So I had one of those, first-time-in-a-long-time-what-da-hell-was-I-thinking-I-always-regret-this-trip trips to the Robinson/North Fayette area on a weekend. I had forgotten about the need to pack a few snacks for sustenance like a foil pack of rescue tuna and a case of water….in case I became isolated for a day or two.
The only thing between me and my destination was the trio of Block Blockers in the photo above.
That drivers who just happens to think THEIR destination is more important than yours so they pull through and block the intersection.

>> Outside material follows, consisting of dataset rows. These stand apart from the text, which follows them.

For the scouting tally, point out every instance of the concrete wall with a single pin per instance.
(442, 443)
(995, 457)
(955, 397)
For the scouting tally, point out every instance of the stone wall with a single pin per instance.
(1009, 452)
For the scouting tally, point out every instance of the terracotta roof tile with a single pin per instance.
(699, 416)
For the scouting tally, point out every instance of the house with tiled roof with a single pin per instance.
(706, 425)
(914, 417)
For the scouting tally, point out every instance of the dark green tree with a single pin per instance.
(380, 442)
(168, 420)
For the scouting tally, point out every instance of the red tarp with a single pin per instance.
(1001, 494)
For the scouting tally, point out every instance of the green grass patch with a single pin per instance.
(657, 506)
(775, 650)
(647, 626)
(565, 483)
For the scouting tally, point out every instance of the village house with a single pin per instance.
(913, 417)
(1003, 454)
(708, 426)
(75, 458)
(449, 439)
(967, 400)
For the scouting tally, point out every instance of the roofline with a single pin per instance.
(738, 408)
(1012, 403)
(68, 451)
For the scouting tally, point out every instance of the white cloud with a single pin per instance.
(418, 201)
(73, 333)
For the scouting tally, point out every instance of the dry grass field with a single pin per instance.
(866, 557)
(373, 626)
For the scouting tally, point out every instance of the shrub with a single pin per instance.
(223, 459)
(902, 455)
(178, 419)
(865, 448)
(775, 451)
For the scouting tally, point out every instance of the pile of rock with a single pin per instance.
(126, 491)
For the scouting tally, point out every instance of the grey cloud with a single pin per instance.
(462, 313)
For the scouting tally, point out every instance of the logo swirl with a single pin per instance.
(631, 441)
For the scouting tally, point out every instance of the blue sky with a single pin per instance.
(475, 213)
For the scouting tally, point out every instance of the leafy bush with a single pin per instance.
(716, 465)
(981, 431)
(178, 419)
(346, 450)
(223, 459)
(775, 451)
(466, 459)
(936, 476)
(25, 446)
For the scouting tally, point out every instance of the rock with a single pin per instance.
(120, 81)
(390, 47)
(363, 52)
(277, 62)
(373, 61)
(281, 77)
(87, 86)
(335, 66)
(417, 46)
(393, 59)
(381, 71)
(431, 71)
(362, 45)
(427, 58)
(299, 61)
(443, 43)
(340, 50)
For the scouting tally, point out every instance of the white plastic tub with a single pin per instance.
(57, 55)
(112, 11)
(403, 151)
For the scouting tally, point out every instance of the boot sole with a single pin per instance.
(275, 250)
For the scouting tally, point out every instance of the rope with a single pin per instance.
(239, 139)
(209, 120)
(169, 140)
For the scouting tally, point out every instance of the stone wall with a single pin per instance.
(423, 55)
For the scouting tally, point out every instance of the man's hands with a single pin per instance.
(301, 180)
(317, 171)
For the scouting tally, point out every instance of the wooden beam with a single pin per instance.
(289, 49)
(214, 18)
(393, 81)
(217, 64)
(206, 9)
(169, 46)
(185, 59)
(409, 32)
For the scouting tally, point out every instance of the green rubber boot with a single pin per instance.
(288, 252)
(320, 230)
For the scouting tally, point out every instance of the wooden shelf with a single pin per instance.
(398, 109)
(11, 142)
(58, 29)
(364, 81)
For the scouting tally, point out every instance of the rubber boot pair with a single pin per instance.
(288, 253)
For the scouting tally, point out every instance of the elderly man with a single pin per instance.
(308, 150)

Now, in previous posts, we have recommended using the rules from the Preschool game, “Red Light, Green Light,” where anyone still moving when “Red Light” is hollered, must so back to the starting line and start all over.
Can you imagine a police officer walking up to this driver and saying, “Go back up to the parking lot at 24th Street and start your ride home all over again, Bucko!” He’d be MORE PO’d than getting a $100 citation!!!
Hey Block-blocking Buckos, here’s how WE see this….
We hope that you drank a ton of coffee from Starbucks and an extra large Root Beer Float from Wahlburgers during your day at “the mall” and such…and forgot to take a last-minute trip to the restroom before hopping in your hey-look-at-me-and-my-self-importance car for the drive home. We hope that the drive home was uneventful EXCEPT for when you turned the final corner on to your street… at that point we hope you got stuck behind a dump truck, a Student Driver vehicle AND a Dodge Aspen with a “50-year Member” West Penn AAA sticker on the bumper driving 5-mph. On top of that, hopefully, your neighbor’s car was broken down across the front of your driveway even further delaying your bladder relief to the point that your eyes floated, Ya Jagoff!